Oh no, not again! | Data Compliance for Recruiters

Just when you thought it was safe to go back into the data…

Britain’s new Information Commissioner has signalled a shake-up of existing data laws, the BBC reports.

John Edwards, the current Privacy Commissioner of New Zealand, has set his sights on a streamlined update to current rules. The aim is to scrap a one-size-fits-all approach, and promote innovation and competition.

The move is seen as a challenge to the GDPR: the powerful set of rules which controls private data.

It could mean a new set of privacy standards for UK businesses and citizens.

The announcement could be good news for enterprises that found themselves hobbled by the heavy-handed approach of GDPR.

But if you are groaning “oh no, not again!” at the news, you are also probably not alone. Any change to the law is likely to require at least some small increase in compliance workloads.

Your organisation may need to double-check their data processes, so it is worth getting up to speed. Here’s a brief summary of what you need to know:

The problem

• Implementation of the GDPR has been a problem from day one.

• The rights extended to EU citizens are broad, far-reaching, and equal for every citizen.

• They also affect all organisations in exactly the same way – from the large corporations, to sole traders.

• This means that a single individual has the right to control their personal data, even when challenged by a multinational giant like Facebook, or Google.

• But it means that the compliance workload demanded of micro-enterprises is the same as those of tech giants, too.

• At the time of its implementation, GDPR also created a new and unique workload which – in theory – impacted every business in the UK.

Where are we now?

• The GDPR became law in May 2018.

• On January 1st 2021, the UK left the European Union.

• Since then, the UK has been operating under a stop-gap “UK-GDPR” set of rules.

• These were essentially a copy-and-pasted version of GDPR which repeated the existing rights and responsibilities, almost to the word.
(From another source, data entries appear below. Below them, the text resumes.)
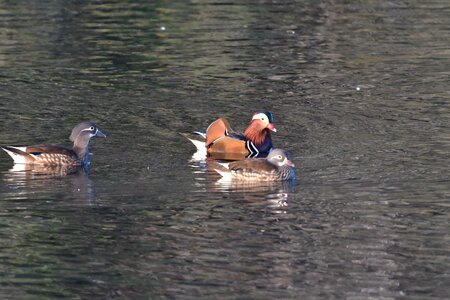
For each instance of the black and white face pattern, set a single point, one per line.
(85, 130)
(263, 117)
(279, 158)
(91, 130)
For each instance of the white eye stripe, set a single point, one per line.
(259, 116)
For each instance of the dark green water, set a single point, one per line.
(360, 96)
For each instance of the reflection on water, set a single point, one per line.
(275, 194)
(24, 180)
(360, 96)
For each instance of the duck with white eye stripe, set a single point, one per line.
(221, 142)
(275, 167)
(58, 155)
The phrase “UK citizens” replaced instances of “EU citizens” but otherwise the rules themselves remained unchanged.

• It means that, at present, UK citizens still enjoy all of the rights afforded them under the GDPR. UK businesses also carry all of the responsibilities for processing data as set out under the EU law.

How this could change

• The proposed changes seek to alleviate the pressure on small businesses by removing some of the responsibility and being less of a “one size fits all” solution.
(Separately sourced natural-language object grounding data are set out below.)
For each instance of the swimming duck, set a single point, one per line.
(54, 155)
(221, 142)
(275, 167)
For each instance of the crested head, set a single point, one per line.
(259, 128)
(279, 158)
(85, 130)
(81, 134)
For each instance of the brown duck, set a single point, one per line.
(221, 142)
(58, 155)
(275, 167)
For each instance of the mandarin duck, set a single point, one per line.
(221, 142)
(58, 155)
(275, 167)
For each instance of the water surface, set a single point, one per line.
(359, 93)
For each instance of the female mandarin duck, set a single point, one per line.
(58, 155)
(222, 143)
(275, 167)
• This would mean that large data-handling entities such as Google, Amazon, Facebook, and even the NHS could have different data rights and responsibilities to small, independent firms.

• It may mean an end to those continual pop-ups that UK citizens see whenever they visit a new web page.

• New rules would also make it easier for UK organisations to send and share data about UK citizens to other countries with similarly robust data standards, such as Singapore, Dubai, Columbia, and the United States.


This will not let British businesses off the hook entirely.

EU citizens will still be able to exercise their GDPR rights over British businesses, as those rights are universal. It means that UK firms should still keep their GDPR processes in place. In fact, it is quite likely that these processes will be placed under even higher scrutiny once the UK starts operating under a different system. As a recruiter, if you are sourcing talent or clients from within the EU, you are likely to be impacted by this.

There is also a concern that a new UK system may be deemed inadequate in matching the robustness of the existing GDPR. Should this be the case, UK firms would be blocked from transmitting data of EU citizens to outside countries.

This means that British organisations may, in effect, need to ban EU citizens from their platforms and services as they would be unable to demonstrate legal processing of those individuals’ data. For enterprises with EMEA-facing activity, this could pose the stark choice: relocate, or cease operations.

Clearly, there will be tough decisions facing some UK enterprises. there is also likely to be a fresh round of “compliance panic” and last-minute report filing. eBoss will keep you updated with all of the developments.